Direction is by Mark Tumey, who said he came to love the play while portraying Andre in a production in Arizona.

The show’s social commentary on art and fame resonates a bit today, but mostly this is just a fun evening with the work of one of America’s greatest writers. As CCP is still seeking a full-time home, performances for this play are at Ji-Eun Lee Music Academy, 10029 E. 126th St., Suite D, in Fishers, through June 24. Call 317-815-9387 or visit carmelplayers.org.

The beat goes on for CCP with ‘Ragtime’

By John Lyle Belden

RAGTIME: A modification of the march with additional polyrhythms coming from African music, usually written in 2/4 or 4/4 time with a predominant left-hand pattern of bass notes on strong beats and chords on weak beats accompanying a syncopated (“ragged”) melody in the right hand. Ragtime is not a “time” in the same sense that march time is 2/4 meter and waltz time is 3/4 meter; it is rather a musical style that uses an effect that can be applied to any meter. – from Wikipedia

How appropriate that “Ragtime” is the title of the first show for Carmel Community Players after losing its previous home: The beat of the theatrical season goes on, as events turn ragged with a stage search resulting in a nicer venue – though outside Carmel and further from Indy. A large and immensely talented cast and crew adapt quickly, making props and actor movement serve a larger space, singing their hearts out as seasonal health issues threaten.

Yet it all works.

It is worth the drive up to Noblesville to see this compelling glimpse of an America that, a century later, still casts its shadows on the events and issues of today.

This Broadway musical is largely the story of three families – Harlem musician Coalhouse Walker Jr. (Ronald Spriggs) and Sarah (Angela Manlove), the woman who fell in love with him; Jewish Eastern European immigrant Tateh (Thom Brown) and his daughter (Ali Boice), seeking any possible opportunity in America; and the wealthy white suburban family finding themselves in the middle of upsetting but inevitable social, historic and cultural changes. Being what would now be called the faces of “white privilege,” in this latter group we don’t even bother with names: Father (Rich Phipps), Mother (Heather Hansen), her Younger Brother (Benjamin Elliott), Grandfather (Duane Leatherman) and Little Boy (Lincoln Everitt).

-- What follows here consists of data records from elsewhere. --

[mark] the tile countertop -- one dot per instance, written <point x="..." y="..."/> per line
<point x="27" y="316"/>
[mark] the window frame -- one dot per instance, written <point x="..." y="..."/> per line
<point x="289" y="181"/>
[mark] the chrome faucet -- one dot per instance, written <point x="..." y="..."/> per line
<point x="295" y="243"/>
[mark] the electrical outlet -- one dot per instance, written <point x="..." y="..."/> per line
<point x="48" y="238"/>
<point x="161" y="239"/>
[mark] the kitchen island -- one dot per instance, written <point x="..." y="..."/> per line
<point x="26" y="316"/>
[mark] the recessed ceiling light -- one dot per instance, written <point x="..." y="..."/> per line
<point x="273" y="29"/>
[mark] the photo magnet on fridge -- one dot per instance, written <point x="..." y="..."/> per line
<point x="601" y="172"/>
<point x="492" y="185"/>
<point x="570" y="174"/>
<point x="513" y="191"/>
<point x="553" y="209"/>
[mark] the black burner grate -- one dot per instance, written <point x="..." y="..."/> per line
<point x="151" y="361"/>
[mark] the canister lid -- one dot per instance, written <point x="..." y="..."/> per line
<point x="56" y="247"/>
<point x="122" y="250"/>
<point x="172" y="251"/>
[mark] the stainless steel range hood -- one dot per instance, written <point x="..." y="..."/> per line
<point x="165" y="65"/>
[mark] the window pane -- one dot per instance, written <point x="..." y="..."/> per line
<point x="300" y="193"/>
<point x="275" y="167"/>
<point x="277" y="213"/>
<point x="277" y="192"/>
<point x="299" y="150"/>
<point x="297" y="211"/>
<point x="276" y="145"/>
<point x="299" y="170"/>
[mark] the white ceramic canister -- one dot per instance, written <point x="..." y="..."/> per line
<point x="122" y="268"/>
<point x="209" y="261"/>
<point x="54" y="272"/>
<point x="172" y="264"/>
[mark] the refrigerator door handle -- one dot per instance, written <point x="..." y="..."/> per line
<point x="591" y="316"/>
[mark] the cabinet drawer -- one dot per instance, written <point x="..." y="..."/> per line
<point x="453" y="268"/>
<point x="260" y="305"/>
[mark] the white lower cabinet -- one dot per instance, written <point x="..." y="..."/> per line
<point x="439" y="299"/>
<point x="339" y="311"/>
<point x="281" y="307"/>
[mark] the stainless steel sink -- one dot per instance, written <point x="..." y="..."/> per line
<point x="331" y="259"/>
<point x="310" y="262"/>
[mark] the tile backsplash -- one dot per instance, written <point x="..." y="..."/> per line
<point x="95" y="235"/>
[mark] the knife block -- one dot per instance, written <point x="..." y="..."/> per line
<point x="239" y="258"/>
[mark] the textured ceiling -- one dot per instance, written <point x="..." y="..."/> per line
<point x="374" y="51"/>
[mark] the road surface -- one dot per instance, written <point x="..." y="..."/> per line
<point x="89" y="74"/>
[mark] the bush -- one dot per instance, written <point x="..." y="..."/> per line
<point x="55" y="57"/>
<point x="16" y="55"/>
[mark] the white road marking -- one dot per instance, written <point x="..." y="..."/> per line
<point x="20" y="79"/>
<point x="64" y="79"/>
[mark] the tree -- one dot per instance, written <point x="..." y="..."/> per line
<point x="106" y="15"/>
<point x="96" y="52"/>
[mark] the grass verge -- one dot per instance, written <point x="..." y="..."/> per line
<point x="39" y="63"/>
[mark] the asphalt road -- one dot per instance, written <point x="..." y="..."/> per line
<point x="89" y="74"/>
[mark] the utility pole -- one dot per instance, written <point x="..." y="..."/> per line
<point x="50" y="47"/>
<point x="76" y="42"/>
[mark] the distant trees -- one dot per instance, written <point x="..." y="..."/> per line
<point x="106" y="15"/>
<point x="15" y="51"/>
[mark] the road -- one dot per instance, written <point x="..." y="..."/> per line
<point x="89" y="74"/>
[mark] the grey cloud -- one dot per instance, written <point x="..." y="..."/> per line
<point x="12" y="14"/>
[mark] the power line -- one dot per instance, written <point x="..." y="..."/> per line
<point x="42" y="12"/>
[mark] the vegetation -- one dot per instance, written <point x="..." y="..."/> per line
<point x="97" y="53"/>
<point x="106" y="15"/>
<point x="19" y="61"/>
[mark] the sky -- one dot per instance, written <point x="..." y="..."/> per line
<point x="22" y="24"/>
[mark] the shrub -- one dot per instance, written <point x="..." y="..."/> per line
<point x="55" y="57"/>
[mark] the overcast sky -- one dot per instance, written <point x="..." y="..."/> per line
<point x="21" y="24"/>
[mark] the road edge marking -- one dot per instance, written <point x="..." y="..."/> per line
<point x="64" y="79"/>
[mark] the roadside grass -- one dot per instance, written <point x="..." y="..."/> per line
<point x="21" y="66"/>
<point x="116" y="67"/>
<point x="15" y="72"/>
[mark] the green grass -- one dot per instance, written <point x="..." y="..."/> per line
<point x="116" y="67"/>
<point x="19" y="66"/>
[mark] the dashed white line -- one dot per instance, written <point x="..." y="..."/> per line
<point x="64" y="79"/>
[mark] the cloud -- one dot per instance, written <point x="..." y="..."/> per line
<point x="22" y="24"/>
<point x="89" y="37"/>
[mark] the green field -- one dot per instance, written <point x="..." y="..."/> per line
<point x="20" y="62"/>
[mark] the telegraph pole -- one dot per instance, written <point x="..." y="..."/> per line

We also see some people who one might actually meet in early 1900s New York, including anarchist Emma Goldman and Civil Rights icon Booker T. Washington, powerfully portrayed by Clarissa Bowers and Bradley Lowe, respectively. Celebrities include Harry Houdini (Jonathan Krouse), popular magician and escapist; and Evelyn Nesbitt (Molly Campbell), the Kardashian of her era.

Appropriately, the most critical roles give the strongest performances – Manlove and Spriggs bringing us to tears, Brown confronting crushing problems with wry humor, and Hansen struggling to reconcile her “perfect” life into a more just worldview.

Also notable are Guy Grubbs as unrepentant bigot Willie Conklin, and – at the opposite end of character appeal – little Gavin Hollowell steals our hearts in the final scene.

In addition, I must give kudos to Everitt for, as frequent narrator and our future-generations point of view, ably carrying such a big role on his small shoulders.

This musical has seen some controversy, particularly in its period-appropriate use of the N-word, but the horrors of racism should disturb us, and in the end this is not just a story about groups, but individual men and women, like us, dealing with the still-continuing evolution of this thing we call America.

Performances are this Friday through Sunday (April 27-29) at Ivy Tech Community College auditorium, 300 N.17 th St., Noblesville. Information and tickets at carmelplayers.org.